This is a description of general-purpose computer. Further, the additional limitation of “receiving” data amount to no more than mere instruction to apply the exception using generic computer component. For the same reason this element is not sufficient to provide an inventive concept. The additional limitation of “receiving” data was considered insignificant extra-solution activity in Step 2A – Prong 2. Re-evaluating here in Step 2B, it is also determined to be well-understood, routine, and conventional activity in the field. Similarly to OIP Techs., Inc., v. Amazon.com, Inc., 788 F.3d 1359, 1363, 115 USPQ2d 1090, 1093 (Fed. Cir. 2015) (sending messages over a network), and buySAFE, Inc. v. Google, Inc., 765 F.3d 1350, 1355, 112 USPQ2d 1093, 1096 (Fed. Cir. 2014) (computer receives and sends information over a network), the additional limitation of independent claims 1, 8, and 14, “receives” data over a network in a merely generic manner. The courts have recognized receiving data from a user device function as well-understood, routine and conventional when claimed in a merely generic manner. Therefore, the additional elements/limitation of independent claims 1, 8, and 14, are well-understood, routine, and conventional. Further, taken as combination, the additional elements/limitation add nothing more than what is present when the elements are considered individually. There is no indication that the combination provides any effect regarding the functioning of the computer or any improvement to another technology.

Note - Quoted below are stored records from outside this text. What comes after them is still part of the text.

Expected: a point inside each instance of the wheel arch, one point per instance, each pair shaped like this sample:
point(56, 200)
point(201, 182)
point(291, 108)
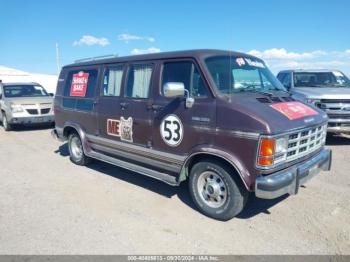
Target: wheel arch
point(237, 168)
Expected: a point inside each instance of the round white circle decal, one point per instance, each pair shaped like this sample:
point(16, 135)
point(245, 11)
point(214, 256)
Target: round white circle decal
point(171, 130)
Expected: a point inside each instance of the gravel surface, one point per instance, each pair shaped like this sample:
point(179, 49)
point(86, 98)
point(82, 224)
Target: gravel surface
point(50, 206)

Conclusion of Step 2B Analysis: Therefore, independent claims 1, 8, and 14, are non-statutory under 35 USC § 101 in view of step 2B of the test.

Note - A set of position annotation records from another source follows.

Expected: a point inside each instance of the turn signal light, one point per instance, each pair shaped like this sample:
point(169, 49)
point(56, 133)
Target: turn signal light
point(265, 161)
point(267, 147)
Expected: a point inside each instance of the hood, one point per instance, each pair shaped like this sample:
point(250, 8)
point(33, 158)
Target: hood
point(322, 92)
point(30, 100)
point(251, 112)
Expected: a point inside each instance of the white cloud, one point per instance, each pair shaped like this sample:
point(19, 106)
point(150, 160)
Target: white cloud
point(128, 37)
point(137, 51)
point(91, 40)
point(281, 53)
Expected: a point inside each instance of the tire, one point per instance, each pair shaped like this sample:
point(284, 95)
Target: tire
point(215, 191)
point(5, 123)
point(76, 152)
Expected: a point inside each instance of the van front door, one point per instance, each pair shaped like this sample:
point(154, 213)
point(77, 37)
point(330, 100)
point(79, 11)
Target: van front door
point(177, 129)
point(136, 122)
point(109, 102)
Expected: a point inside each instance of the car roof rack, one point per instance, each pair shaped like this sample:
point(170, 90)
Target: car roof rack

Dependent Claims: Dependent claims 2-7 depend on independent claim 1; dependent claims 9-13 depend on independent claim 8; and dependent claims 15-20 depend on independent claim 14. The elements in dependent claims 2-7, 9-13, and 15-20, which set forth or describe the abstract idea, are:
“transmitting, to a third party, the completed tax return corresponding to the user” (claim 2: insignificant extra solution activity);
“providing the first output as an audio signal to the user; and receiving the one or more inputs as audio from the user” (claim 3: both “providing” step and “receiving” step are insignificant extra solution activity);
“generating the first output using natural language generation; and providing the first output as an audio signal” (claim 4: “generating” step is further narrowing the recited abstract idea; and “providing” step is insignificant extra solution activity);
“receiving the one or more inputs as an audio signal; and translating the one or more inputs using natural language processing” (claim 5: “receiving” step is insignificant extra solution activity; and “translating” step is further narrowing the recited abstract idea);
“refining the ordering of the plurality of questions comprises: receiving the one or more inputs; and applying the one or more ordering rules; and applying the one or more ordering rules determines the ordering of the plurality questions” (claim 6: wherein “receiving” step is insignificant extra solution activity; and “applying" step is further narrowing the recited abstract idea);
“generating the optimization algorithm comprising the first set of ordering rules is based on at least a portion of the one or more tax data variables in the user tax data store and external tax data in an external tax data store” (claim 7: further narrowing the recited abstract idea);
“refining the ordering of the plurality of questions comprises: receiving the one or more tax data variables; and storing the one or more tax data variables in a user tax data store, wherein the one or more ordering rules applied to the plurality of tax questions are based on at least the one or more tax data variables and the one or more inputs from the user” (claim 9: insignificant extra solution activity);
“generating the first set of ordering rules is based on at least a first portion of the one or more tax data variables in the user tax data store and at least a second portion of external tax data in an external tax data store” (claim 10: further narrowing the recited abstract idea);
“transmitting, to a third party, a finalized tax return corresponding to the user” (claim 11: insignificant extra solution activity);
“recomputing one or more values associated with the one or more tax data variables utilizing the one or more inputs from the user” (claim 12: further narrowing the recited abstract idea);
“refining the ordering of the plurality of questions occurs responsive to a plurality of user inputs being received, wherein the plurality of user inputs corresponds to one or more fields associated with a tax form” (claim 13: further narrowing the recited abstract idea);
“the machine learning model is trained to perform at least one or cluster analysis or multivariate analysis optimization algorithm comprises one or more ordering rules” (claim 15: further narrowing the recited abstract idea);
“generating the first output using natural language generation; and providing the first output as an audio signal” (claim 16: “generating” step is further narrowing the recited abstract idea; and “providing” step is insignificant extra solution activity);
“receiving the one or more inputs from the user as an audio signal; and translating the one or more inputs using natural language processing” (claim 17: “receiving” step is insignificant extra solution activity; and “translating” step is further narrowing the recited abstract idea);
“applying the optimization algorithm to compute one or more uncertainty levels corresponding to one or more unknown tax data variables” (claim 18: further narrowing the recited abstract idea);
“responsive to a value distribution from the one or more value distributions exceeding the predetermined threshold, populating a tax return field associated with the value distribution” (claim 19: further narrowing the recited abstract idea); and
“regenerating the ordering of the plurality of questions occurs responsive to terminating the tax return preparation” (claim 20: further narrowing the recited abstract idea).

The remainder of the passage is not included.